Europa
Si hoy es domingo, esto es... Europa. El próximo domingo estamos convocados a las urnas para dar un nuevo empujón al proceso de construcción europea. Hay quienes prometen que será un empujón hacia adelante; hay quienes aseguran que será un empujón hacia atrás. Piden el sí unos sindicatos, pero no otros; unos partidos de izquierda pero no otros; unos grupos conservadores pero no otros; unos partidos nacionalistas pero no otros. Una vez más, acaso más que nunca, Europa se nos muestra como algo muy, muy lejano.
El argumentario más conservador, siempre fiel a sí mismo, denuncia la letra pequeña de un texto que repudia por antiliberal, cuasi socialista. Se trata, en su opinión, de un proyecto estatista, limitador de la libertad (liberticida, según algunos), que entroniza a "políticos y burócratas" (eurócratas) como gran adversario interior. Miran con lupa el Tratado y descubren insidiosas formulaciones, como esas que hablan de la promoción de "un mercado interior en el que la competencia sea libre y no esté falseada", o del compromiso de la Unión Europea con el desarrollo sostenible y el comercio justo. Según el primer mandamiento del credo neoliberal, si la competencia es libre no puede (por definición) estar falseada. Lo mismo cabe decir del comercio: si es libre es justo, por lo que hablar de comercio libre y justo es un pleonasmo. ¿O es algo más? Formulaciones como estas no son otra cosa, dicen, que una puerta abierta al intervencionismo estatal en detrimento del funcionamiento libre del mercado. Una dinámica económica "justa" o "no falseada" acabará siendo menos libre.
Precisamente lo contrario de lo que sostienen las izquierdas que piden el no, para quienes el texto está lleno de buenas intenciones que se contradicen con la realidad. No se soluciona el déficit democrático, se concentra el poder en los estados y no se garantizan los derechos sociales. También se fijan en formulaciones potencialmente contradictorias, como esa que reivindica "una economía social de mercado altamente competitiva", y advierten, razonablemente, que en ausencia de garantías para que esos derechos se hagan realidad los compromisos recogidos por el Tratado se tornan retóricos y apenas cabe esperar que sobrevivan a la vorágine de la globalización capitalista. Pero la oposición progresista está obligada a explicar algo más que su no a este proyecto.
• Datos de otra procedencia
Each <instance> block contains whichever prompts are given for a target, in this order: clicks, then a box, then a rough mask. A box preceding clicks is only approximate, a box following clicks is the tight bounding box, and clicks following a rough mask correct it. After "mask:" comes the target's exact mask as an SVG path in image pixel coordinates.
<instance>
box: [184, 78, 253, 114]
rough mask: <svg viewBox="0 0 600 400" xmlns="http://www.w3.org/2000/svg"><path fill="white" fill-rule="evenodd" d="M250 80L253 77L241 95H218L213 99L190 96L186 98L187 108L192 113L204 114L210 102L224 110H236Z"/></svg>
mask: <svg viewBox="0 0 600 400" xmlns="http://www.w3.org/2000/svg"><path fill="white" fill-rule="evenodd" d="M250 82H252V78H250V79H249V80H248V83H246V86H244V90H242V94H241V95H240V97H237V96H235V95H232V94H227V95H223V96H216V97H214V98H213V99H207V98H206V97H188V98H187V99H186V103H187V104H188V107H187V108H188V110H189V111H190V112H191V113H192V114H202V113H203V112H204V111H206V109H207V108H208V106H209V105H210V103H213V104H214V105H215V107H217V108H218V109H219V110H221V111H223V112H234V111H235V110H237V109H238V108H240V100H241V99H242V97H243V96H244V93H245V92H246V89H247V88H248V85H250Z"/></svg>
Deberían explicarse (y explicarnos) cómo esperan impulsar esa "otra Europa posible" si ni tan siquiera están (estamos) consiguiendo otra España, otro Euskadi o -tómese como concreción local intercambiable por cualquier otra- otro Bilbao posible.
El sí y el no a un tratado que es constitucional sólo por su apellido (no hay un demos europeo que constitucionalizar) compiten por conquistar a una ciudadanía que, tengo la impresión, está bien retratada por el historiador Mark Mazower cuando escribe: "La democracia conviene ahora a los europeos en parte porque está asociada con el triunfo del capitalismo y en parte porque implica una intrusión en sus vidas menor que en cualquiera de las alternativas. Los europeos aceptan la democracia porque ya no creen en la política". Pero sin una ciudadanía políticamente activa no hay democracia que pueda sostenerse. Y su ausencia o su debilidad no debe achacarse exclusivamente a los impulsores de esta Europa.
Lo señalaba Máximo en su viñeta del pasado martes: "Si vivimos en un mundo supercapitalista y ultramilitarista, lo raro sería que la constitución europea proclamase el desmantelamiento del ejército y el reparto de beneficios". Pero tanto o más raro que esto es que la constitución europea no consagre miméticamente el militarismo y la privatización de los beneficios. Teniendo en cuenta los tiempos que corren es precisamente este lenguaje de los derechos, los valores y la solidaridad, lo que constituye un referente precioso al que no podemos, sin más, decir que no. Que luego sea sólo retórica dependerá cada vez más de nosotros mismos. De lo más o menos intrusiva que consideramos la democracia.